一方、ベッドの下のタローとジローは、突然に受けた無礼も、墨色の女性のかばう言葉も、まるで耳に入っていない様子だった。二頭は訪問者に触発されて、未だ達成できていないアイディアを思っていた。
ついに、タローが哀れっぽい声で言い出した。
「ジローとぼくのアイディアはね、はやくここから、出られたらなあ、ってこと」
「出られないの?」
爪の女もはっと気付いて、つられて悲しい声を出した。犬猫のタローとジローは、ベッドの下に隠れているのではなく、その小さなスペースから出られないでいるのだった。
犬のタローと猫のジローは、同じ人間に飼われたことで引き合わされ、いつでもおとなりさんのゲージの中に居たのだった。ただし、鼻同士をくっつけて嗅ぎ合えるほど近くはない。二頭はそれぞれのゲージの中で、お互いの姿と匂いを頼りにして、日がな一日過ごしていた。
飼い主の人間は、部屋にひとりでいるのが、ある日たまらなくつらくて、店頭に居た犬と猫を、タローとジローと名付けて飼ったのだった。
「家族だね」
と言われ、最初の一日、二頭は撫でられた。
「いってきます」
その日のうちに飼い主は二頭にそう言って、出かけていった。タローとジローは、一人暮らしの部屋に放されたままだった。衝動じみた思い付きで二つの命を所有したその人間は、これまで動物の面倒の経験がなかったが、飼育アプリで画面上の動物の世話をしたことがあったから、そのようなつもりでいた。画面上のペットは臭いがしない。
玄関のドアのむこうに飼い主を見送ったあと、タローとジローは顔を見合わせた。中身の詰まったゴミ袋はあやしい臭いをさせているし、シューキーパーにかけてある靴は噛み応えのありそうな茶色だ。
「どれからはじめようか!ちょっと靴を噛んでくる!」
「ぼくはまず、キッチンのお皿を調べに行く!」
タローとジローは、めいめいの牙や運動能力を発揮する遊びに夢中になった。二頭いわく、
「なんて仕込みの良い家なんだろう!」
それと探さなくても意外なものが、それも想像もしなかったものが、何に使うのかさえ分からないものでさえ、次々に目に入った。
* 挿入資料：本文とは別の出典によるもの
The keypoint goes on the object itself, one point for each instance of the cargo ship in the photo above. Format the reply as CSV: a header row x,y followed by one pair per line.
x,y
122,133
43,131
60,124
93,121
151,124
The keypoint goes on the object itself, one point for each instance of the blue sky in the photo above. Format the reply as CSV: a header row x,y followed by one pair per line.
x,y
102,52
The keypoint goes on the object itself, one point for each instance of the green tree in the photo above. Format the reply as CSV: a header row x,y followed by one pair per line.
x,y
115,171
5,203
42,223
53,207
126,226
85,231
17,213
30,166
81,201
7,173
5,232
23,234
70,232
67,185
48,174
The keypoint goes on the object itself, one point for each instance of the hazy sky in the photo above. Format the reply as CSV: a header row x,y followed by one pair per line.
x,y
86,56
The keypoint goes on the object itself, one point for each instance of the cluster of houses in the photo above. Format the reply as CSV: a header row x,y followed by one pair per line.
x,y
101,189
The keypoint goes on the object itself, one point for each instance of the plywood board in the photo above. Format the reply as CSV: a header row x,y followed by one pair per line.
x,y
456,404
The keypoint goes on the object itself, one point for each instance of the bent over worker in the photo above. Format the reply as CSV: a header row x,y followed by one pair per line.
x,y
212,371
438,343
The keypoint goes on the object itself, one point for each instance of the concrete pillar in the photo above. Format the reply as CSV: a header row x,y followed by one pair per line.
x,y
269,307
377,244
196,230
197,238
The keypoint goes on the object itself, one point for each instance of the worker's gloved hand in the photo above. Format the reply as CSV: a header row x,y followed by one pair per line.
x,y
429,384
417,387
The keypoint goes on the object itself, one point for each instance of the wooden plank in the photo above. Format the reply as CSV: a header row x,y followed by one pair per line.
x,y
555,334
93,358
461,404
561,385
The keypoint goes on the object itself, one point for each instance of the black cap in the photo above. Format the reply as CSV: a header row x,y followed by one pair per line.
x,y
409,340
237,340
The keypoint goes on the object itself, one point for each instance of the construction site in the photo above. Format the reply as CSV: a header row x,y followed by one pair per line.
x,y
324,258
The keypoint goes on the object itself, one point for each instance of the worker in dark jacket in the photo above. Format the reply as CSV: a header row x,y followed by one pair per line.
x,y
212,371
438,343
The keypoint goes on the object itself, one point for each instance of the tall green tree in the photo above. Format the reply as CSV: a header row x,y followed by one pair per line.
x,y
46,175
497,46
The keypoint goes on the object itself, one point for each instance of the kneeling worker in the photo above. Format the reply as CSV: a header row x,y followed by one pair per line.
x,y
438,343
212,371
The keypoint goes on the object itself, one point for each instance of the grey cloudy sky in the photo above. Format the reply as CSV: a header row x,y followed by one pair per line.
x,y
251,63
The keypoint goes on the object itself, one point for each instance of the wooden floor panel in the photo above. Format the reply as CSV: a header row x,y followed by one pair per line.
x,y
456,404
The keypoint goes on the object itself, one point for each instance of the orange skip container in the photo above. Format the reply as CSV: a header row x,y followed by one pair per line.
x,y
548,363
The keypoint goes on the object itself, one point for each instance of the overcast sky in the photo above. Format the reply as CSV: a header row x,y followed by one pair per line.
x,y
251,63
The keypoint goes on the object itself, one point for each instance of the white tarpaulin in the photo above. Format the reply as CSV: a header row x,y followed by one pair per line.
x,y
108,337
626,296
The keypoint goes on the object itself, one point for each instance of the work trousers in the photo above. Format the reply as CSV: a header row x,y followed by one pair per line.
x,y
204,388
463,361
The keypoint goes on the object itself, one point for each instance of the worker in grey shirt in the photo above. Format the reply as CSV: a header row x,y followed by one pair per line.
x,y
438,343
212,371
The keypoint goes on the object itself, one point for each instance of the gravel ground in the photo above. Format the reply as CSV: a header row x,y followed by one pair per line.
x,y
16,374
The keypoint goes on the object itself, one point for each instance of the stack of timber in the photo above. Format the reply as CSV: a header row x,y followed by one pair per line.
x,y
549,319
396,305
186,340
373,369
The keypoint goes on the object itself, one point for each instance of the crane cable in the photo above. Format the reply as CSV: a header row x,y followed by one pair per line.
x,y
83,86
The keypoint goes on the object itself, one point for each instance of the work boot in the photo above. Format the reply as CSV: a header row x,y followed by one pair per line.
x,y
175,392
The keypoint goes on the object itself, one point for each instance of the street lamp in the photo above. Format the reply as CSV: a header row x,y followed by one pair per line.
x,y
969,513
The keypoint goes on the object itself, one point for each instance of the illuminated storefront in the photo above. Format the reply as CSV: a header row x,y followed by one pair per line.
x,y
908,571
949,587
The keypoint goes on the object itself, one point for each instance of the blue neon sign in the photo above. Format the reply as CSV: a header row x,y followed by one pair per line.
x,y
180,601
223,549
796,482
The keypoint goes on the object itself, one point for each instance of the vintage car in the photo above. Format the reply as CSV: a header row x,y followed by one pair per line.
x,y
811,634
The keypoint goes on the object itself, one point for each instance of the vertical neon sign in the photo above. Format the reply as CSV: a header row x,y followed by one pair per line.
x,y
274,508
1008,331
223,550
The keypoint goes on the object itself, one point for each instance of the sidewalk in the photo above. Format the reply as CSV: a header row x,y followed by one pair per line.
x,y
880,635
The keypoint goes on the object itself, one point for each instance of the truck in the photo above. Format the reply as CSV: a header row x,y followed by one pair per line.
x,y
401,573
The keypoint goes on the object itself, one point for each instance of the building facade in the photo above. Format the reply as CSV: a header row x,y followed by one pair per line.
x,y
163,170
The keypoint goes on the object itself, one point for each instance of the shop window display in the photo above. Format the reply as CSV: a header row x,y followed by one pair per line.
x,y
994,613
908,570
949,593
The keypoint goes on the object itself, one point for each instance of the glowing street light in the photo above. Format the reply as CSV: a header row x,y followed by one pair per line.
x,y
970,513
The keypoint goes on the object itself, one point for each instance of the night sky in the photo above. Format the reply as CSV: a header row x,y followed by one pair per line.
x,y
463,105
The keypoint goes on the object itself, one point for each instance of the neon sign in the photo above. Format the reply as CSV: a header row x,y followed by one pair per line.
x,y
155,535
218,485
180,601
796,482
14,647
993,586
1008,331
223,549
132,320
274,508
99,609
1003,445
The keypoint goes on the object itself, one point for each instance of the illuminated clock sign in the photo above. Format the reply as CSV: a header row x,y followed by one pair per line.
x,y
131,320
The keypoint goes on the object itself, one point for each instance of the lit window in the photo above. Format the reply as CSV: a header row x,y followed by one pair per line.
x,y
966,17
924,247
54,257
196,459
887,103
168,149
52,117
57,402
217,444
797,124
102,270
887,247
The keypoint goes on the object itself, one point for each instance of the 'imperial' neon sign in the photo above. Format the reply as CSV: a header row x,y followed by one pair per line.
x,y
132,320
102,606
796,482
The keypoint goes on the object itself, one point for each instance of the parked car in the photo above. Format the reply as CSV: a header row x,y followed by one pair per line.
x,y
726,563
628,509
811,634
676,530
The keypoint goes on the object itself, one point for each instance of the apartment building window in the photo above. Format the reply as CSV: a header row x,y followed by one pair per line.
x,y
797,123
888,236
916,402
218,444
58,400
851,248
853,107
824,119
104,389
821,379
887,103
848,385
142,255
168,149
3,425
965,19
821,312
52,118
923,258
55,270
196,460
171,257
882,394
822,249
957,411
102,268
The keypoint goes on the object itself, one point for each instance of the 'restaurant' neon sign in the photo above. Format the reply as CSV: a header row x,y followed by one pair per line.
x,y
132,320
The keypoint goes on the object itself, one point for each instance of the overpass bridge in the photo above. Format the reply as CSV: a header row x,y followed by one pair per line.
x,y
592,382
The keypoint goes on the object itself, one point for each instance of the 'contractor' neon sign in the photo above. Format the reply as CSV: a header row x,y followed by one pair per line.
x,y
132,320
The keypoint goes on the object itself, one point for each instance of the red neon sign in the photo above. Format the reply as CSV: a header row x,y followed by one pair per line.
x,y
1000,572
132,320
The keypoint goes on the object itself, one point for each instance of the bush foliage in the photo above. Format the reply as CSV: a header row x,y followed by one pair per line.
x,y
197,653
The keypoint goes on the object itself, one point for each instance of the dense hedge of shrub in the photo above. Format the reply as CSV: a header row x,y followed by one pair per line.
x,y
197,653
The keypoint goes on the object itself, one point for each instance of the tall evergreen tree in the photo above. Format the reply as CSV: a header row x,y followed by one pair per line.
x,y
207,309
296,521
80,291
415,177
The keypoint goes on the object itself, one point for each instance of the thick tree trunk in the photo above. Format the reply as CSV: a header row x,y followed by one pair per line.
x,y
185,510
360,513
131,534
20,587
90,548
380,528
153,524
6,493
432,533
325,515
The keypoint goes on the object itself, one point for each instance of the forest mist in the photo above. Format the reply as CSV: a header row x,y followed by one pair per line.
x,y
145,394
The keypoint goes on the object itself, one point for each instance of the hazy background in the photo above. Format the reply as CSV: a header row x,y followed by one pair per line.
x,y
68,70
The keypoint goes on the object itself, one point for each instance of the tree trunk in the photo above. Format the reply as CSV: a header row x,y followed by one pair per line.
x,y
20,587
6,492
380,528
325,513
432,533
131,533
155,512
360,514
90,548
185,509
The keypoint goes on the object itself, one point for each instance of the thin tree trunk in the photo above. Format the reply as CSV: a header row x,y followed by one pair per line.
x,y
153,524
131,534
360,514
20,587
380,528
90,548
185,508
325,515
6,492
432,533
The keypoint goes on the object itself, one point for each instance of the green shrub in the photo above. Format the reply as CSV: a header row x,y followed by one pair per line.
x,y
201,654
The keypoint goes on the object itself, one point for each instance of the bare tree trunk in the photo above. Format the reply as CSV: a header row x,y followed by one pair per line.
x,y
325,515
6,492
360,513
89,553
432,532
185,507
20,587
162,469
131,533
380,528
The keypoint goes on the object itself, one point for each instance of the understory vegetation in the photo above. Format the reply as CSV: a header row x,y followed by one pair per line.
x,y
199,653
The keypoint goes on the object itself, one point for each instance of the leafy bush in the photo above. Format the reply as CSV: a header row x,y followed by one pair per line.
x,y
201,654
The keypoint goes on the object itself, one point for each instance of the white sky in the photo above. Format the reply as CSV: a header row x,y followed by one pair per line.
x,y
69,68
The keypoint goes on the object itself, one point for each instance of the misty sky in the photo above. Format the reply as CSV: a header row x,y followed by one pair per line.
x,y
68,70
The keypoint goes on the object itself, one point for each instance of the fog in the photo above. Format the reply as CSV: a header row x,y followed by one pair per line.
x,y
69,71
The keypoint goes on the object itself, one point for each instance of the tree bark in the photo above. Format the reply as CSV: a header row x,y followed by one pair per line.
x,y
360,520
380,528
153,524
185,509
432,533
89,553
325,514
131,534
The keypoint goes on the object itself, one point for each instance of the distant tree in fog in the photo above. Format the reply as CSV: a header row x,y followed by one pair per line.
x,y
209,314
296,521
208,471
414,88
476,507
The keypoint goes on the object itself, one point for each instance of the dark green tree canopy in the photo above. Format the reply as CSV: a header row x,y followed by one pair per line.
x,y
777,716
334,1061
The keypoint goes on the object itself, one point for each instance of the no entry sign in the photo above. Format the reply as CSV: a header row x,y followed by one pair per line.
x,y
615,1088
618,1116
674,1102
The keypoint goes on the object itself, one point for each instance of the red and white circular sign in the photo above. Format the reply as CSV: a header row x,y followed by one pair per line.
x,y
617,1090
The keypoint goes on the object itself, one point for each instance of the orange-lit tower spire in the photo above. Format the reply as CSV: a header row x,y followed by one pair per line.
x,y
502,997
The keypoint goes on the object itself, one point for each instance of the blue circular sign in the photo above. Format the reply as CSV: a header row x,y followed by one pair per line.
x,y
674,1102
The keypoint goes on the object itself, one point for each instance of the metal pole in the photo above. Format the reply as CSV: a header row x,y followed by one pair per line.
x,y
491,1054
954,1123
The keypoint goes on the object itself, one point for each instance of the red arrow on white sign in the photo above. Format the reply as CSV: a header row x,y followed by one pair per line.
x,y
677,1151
タローとジローは、部屋に置いてある物が面白くて、何にでも好奇心を持った。
「面白い紐だ、噛むと形が変わるよ」
「ネズミを見つけた。やっつけたから、大事にしまっておこう。」
電化製品のコードを噛んで引きちぎったし、靴下を獲物に見立てて引き回し、新築の秘密基地に突っ込んでおいた。
「吸収の良い布だね。トイレにぴったり」
「うわあ、これ、ヒラヒラしてるよ、ヒラヒラ!」
尿は座布団に、引き裂いたティッシュを部屋中に撒いた。
そういうわけで、何も知らない飼い主が帰ってきた頃、泥棒の方がまだ礼儀正しく部屋を調べるだろうというありさまで、名義人にとってはめまいのするような雪景色が展開していたことになる。
飼い主は無の顔色で、シンクに飲みかけのペットボトルを置きつつ、部屋の奥までを一瞥しに歩いた。途中、足の裏にはりついたティッシュをかがんで取り、もはやどこに捨てても同じようなものだが、ゴミ箱の中に捨てた。